Mrs. Ames

This 1912 novel by E.F. Benson focuses on the people of a little English town who don’t seem to have much to do except to watch each other and gossip about who is dining with whom and when. Mrs. Ames (Amy) starts off a big round of gossip when she decides to host a dinner party at which certain wives and husbands of the town are invited to come without their spouses, allowing for, she hopes, more lively conversation.

It turns out that her own husband, Lyndhurst, becomes caught up in attraction to Millie Evans, his wife’s young and attractive cousin. Her doctor husband is often busy with his work, leaving her on her own, and so she soaks up Lyndhurst’s attention. It’s all very innocent, at least at first, but Mrs. Ames is suspicious and decides to do what she can to maintain her husband’s interest.

I haven’t read Benson’s Mapp and Lucia books, but my understanding is that they’re light stories about social rivalries and ambitions, and that’s what this book is as well. But it’s also getting at some interesting ideas about the role of women and the bonds of marriage. Amy Ames is about 10 years older than her husband, and her age causes her considerable consternation, even though she appears to be in better health than he is. When a young and attractive rival shows up, the only thing she sees to do at first is to try to make herself look younger, coloring her hair and treating her skin, both of which open herself up to gossip. But so much of her life is about seeking the attention and affection of other people, especially her husband. What else can she do when she sees her husband’s affections drifting away, leaving her open to ridicule and even more vicious gossip.

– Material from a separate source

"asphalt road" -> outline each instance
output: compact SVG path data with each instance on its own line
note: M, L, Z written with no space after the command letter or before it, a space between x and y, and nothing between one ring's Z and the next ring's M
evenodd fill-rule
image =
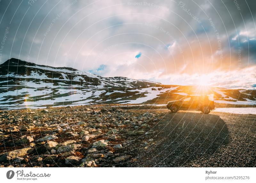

Eventually, however, Mrs. Ames finds a new interest and takes up the cause of the suffragettes. I’m not quite sure what to make of Benson’s attitudes toward the suffragettes. The one demonstration Mrs. Ames organizes is something of a disaster. Yet the work gives her something meaningful to focus on, as she realizes when she reflects on her past efforts at beautification:

She had taken so much trouble with so paltry a purpose. And yet that innocent and natural coquetry was not quite dead in her; no woman’s heart need be so old that it no longer cares whether she is pleasing in her husband’s eyes. Only today, it seemed to Mrs Ames that her pains had been as disproportionate to her purpose as they had been to its result; now she longed to take pains for a purpose that was somewhat deeper than that for which she softened her wrinkles and refreshed the color of her hair.

In the end, though, this is not a book about a woman finding a new purpose through political action. Instead, political action and the strength she found in speaking up in that arena enables her to find the strength to speak up for her own marriage. So the narrative neither exactly endorses nor rejects the cause of women’s suffrage. It’s not a main concern of the narrative — more of a means to an end. But, in 1912, that might not be so bad.